I rolled my eyes. There was always a catch with him.

"Funny because he feels exactly the same way. You came to my house high, Theo. You scared me and you scared my mom. I could only imagine what my dad would have done if he was home. You got lucky. Do not push your luck. Go find your girlfriend. Leave me alone. I already made a fool of myself once for you today. I don't think I can do it anymore."

He sighed.

"I'll see you later, Theo. Make sure Tess gets her phone back and let your mom know you're okay," I insisted as I walked around him.

"So you and him are a thing?" he asked as I made my way down the hall. He managed to catch up and get into step with me.

"Theo, this is getting old," I whined as I turned into the wing my class was, "You're with Jada. Jada likes you and you like her. Why can't we just be normal exes? I mind my own business and you mind yours. Believe me it's not hard. Plenty of people at this school do it."

"Well we're not plenty of people," he replied.

I slid my hand through my hair letting the curls fall where they may. "He wants to be, Theo. We've done things and I'm considering. Is that good enough for you to leave me alone?"

"What do you mean you've done things?" he asked.

"Theo, you know what I mean," I insisted.

"No, I don't, Lauren. Enlighten me."

That's when the first bell went off. Students began to spill through the hall leaving us with practically no privacy.

"We've had sex," I whispered pulling on the hair tie hiding underneath my sweater.

He lost all of the color in his face.

I waited for some sort of remark, but nothing. It was concerning.

"Hey, hey, hey," I insisted realizing the crowd was getting bigger, "It's okay. It's fine."

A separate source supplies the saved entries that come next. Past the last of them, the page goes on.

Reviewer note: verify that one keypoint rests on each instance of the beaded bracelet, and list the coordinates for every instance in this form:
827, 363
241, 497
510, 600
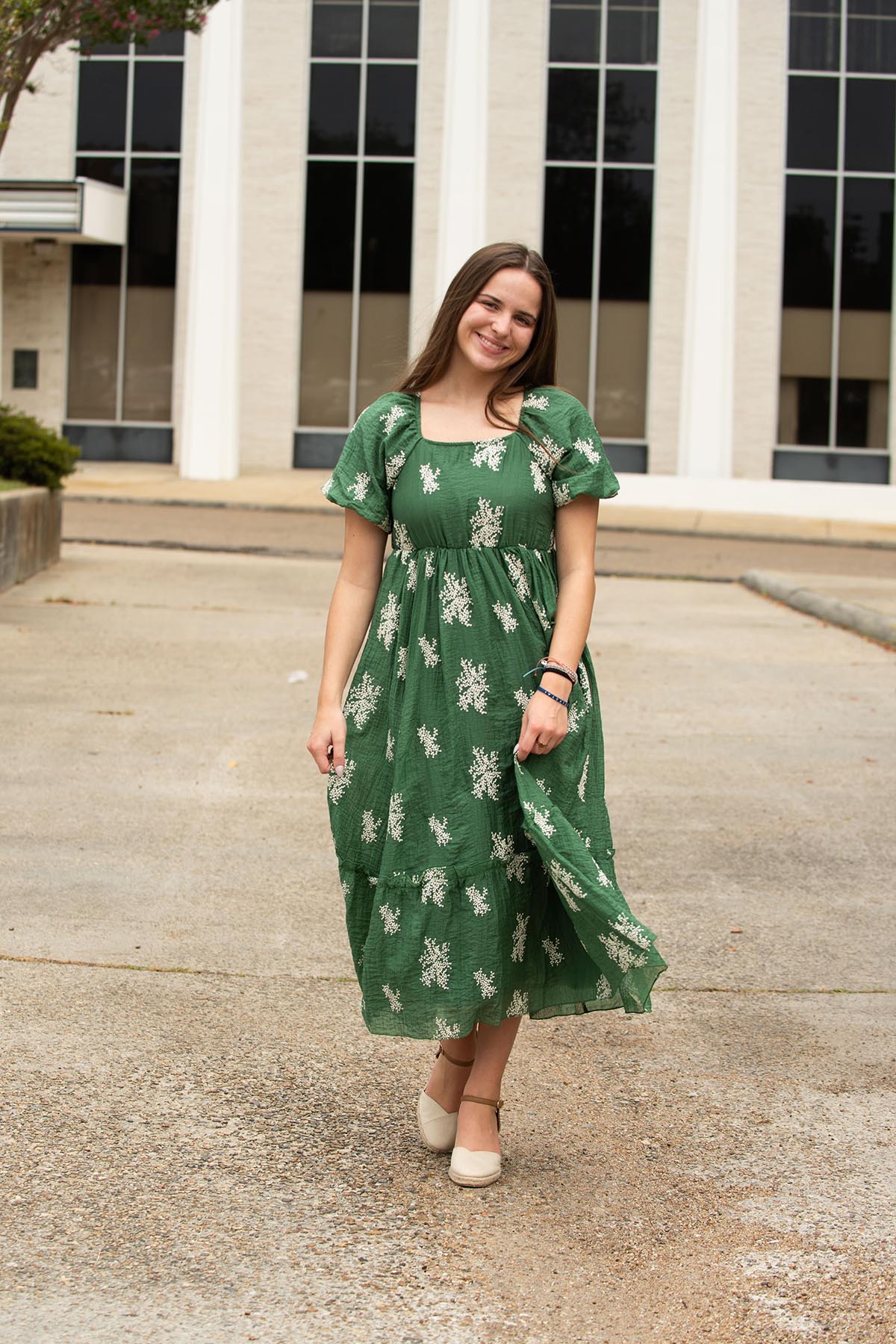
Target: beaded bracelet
553, 697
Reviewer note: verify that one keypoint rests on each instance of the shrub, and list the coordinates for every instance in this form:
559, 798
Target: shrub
33, 453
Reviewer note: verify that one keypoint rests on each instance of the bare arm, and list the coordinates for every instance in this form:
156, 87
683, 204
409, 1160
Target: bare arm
347, 624
575, 529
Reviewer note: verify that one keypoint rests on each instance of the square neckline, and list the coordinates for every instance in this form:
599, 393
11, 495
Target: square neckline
461, 443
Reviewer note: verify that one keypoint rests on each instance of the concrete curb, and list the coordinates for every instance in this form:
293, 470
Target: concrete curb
850, 616
30, 532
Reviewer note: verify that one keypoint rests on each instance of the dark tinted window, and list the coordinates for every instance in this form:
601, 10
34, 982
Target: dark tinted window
812, 122
573, 114
96, 265
391, 100
336, 28
102, 169
568, 228
386, 234
575, 30
158, 102
632, 33
868, 243
815, 35
871, 37
332, 119
871, 120
329, 226
393, 28
102, 102
809, 241
625, 235
630, 116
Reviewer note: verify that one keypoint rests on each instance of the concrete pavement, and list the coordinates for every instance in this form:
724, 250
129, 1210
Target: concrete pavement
202, 1142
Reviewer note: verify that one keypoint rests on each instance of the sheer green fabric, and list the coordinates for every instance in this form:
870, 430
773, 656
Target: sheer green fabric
477, 887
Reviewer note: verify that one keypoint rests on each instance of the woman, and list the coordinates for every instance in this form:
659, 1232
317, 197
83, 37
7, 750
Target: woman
465, 780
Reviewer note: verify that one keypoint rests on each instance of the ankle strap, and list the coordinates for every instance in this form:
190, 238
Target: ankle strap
464, 1063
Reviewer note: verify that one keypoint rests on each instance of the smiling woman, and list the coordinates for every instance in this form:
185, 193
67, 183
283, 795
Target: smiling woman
467, 806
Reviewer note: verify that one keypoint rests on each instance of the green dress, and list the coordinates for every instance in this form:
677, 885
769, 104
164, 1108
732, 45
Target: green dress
477, 887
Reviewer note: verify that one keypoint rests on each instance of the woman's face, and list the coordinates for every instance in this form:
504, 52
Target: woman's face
499, 326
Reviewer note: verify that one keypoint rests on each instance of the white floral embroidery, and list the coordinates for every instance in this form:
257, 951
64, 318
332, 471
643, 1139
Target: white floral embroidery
566, 885
539, 479
430, 477
370, 827
394, 467
519, 937
337, 784
489, 453
632, 930
391, 420
429, 648
437, 962
361, 700
479, 900
541, 819
485, 772
390, 918
485, 980
503, 850
402, 538
388, 621
585, 683
602, 877
553, 949
473, 687
622, 953
586, 445
455, 601
430, 739
505, 616
435, 886
395, 824
517, 574
394, 998
485, 524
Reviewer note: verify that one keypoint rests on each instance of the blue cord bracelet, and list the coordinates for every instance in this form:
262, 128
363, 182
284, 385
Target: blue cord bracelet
566, 703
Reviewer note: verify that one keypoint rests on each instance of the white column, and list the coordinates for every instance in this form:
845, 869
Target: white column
464, 139
210, 423
707, 391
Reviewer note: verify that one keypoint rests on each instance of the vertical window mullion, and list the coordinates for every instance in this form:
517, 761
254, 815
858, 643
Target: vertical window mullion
359, 221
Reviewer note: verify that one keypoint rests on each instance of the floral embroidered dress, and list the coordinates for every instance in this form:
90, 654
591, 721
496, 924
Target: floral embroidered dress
477, 887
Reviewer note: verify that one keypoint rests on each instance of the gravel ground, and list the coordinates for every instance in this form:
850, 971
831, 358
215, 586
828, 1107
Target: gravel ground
217, 1149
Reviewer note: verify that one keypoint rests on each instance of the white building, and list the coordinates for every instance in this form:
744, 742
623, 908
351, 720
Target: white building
285, 198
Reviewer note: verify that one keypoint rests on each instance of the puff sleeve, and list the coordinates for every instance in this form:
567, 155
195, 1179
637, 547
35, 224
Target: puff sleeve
585, 468
359, 479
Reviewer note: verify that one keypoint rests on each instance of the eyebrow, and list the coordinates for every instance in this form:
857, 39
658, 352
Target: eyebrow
494, 299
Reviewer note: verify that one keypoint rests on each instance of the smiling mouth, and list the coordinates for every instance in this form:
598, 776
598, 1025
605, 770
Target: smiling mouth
492, 347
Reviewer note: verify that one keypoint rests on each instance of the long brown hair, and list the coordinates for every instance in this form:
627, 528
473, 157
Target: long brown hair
538, 366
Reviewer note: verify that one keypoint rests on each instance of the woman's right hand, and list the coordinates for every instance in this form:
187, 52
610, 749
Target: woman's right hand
327, 741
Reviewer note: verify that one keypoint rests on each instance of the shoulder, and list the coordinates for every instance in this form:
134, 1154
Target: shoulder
388, 414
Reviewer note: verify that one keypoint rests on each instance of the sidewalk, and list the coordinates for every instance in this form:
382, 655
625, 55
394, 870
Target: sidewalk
205, 1145
800, 510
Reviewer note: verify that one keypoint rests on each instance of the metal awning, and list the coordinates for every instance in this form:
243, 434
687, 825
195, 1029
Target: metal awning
78, 211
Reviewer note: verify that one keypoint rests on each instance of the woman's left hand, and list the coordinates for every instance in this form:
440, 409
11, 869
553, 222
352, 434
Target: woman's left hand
544, 726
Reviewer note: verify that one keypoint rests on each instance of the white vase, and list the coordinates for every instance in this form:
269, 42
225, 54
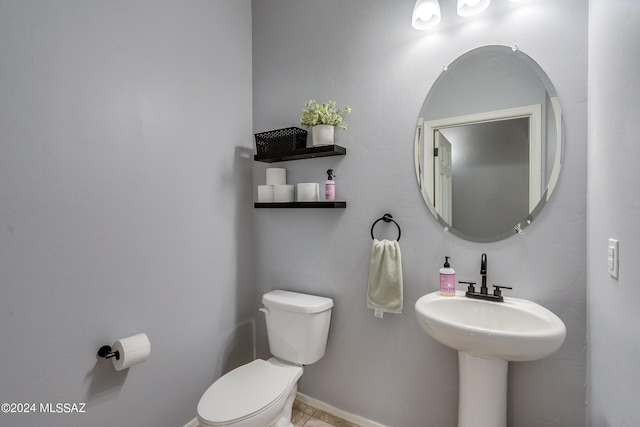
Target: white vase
322, 135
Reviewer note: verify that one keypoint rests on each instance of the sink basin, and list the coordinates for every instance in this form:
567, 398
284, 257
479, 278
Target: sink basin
515, 330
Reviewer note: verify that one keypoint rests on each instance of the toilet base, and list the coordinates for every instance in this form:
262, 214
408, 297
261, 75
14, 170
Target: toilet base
284, 420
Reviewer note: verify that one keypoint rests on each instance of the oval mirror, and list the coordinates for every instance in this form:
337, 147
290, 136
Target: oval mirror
488, 144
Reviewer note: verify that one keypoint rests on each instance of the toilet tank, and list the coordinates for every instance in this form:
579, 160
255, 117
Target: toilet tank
297, 325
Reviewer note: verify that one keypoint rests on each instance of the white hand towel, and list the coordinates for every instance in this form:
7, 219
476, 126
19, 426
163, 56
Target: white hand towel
384, 291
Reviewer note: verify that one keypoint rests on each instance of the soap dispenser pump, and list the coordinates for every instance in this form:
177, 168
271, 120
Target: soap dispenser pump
447, 279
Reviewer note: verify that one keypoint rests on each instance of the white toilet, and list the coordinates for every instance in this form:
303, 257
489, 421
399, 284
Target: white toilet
261, 393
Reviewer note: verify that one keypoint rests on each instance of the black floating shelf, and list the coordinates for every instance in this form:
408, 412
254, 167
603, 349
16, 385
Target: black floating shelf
303, 153
326, 205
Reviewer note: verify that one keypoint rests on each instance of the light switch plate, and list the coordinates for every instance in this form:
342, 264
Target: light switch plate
613, 256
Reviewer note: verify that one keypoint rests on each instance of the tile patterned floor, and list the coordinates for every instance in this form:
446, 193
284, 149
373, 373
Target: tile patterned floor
306, 416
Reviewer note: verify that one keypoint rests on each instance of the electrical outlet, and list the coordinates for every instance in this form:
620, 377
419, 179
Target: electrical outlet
613, 255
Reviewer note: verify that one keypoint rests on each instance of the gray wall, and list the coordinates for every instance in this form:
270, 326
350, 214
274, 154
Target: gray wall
125, 201
614, 208
365, 53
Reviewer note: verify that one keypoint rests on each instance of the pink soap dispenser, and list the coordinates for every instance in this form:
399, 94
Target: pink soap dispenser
447, 279
330, 186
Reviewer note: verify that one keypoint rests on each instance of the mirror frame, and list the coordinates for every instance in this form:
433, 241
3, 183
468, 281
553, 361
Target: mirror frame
425, 134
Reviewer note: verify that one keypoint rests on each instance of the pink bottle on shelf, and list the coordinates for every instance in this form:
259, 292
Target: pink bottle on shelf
330, 186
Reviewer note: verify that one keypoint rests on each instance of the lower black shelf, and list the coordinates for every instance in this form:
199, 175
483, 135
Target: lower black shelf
326, 205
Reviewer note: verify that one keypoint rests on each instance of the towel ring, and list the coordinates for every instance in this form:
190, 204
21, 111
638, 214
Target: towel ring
386, 218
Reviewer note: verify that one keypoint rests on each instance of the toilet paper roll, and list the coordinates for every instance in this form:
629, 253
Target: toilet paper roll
276, 176
283, 193
308, 192
265, 193
132, 350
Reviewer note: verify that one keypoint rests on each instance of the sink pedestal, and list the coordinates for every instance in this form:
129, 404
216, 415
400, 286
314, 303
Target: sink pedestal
483, 391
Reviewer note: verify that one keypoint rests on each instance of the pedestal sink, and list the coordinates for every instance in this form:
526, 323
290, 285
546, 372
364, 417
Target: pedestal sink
488, 335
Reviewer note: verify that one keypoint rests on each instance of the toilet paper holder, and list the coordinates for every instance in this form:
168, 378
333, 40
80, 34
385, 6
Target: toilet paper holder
105, 352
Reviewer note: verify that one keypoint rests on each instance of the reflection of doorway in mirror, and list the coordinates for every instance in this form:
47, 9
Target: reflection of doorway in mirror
490, 171
443, 178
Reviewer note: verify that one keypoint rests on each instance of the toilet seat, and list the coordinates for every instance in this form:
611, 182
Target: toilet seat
249, 391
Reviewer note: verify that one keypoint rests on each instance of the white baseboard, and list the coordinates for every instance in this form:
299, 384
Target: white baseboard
193, 423
355, 419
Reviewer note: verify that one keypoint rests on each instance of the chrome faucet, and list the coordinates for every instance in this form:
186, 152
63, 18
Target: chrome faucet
484, 293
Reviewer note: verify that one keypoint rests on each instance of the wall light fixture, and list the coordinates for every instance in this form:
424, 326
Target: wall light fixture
426, 14
472, 7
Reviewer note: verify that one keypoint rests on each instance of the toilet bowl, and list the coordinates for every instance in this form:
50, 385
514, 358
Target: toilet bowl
261, 393
253, 395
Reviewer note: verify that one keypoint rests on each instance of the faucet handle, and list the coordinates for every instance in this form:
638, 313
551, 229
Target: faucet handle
497, 292
470, 286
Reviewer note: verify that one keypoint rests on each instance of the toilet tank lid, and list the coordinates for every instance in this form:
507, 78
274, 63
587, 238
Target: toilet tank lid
296, 302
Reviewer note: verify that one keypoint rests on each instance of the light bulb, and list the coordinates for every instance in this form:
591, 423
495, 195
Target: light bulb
472, 7
426, 14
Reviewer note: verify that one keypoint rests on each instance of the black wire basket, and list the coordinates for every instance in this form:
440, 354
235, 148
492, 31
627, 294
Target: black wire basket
280, 141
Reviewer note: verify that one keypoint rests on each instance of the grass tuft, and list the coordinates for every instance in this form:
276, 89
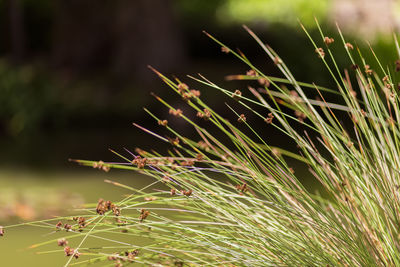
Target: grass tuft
228, 198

I took his hand in my own hoping to offer some sort of comfort. I didn't know what else I could do. He squeezed hard and I squeezed back. He still held a completely blank expression as he focused on something on the floor.

"Theo?" I asked concerned tugging on his hand.

The late bell rang loudly.

"You've got to get to class," I reminded pulling my hand away, "I'll see you later."

I hurried in before my teacher closed the door.

Why did I feel so horrible? Why did I feel guilty?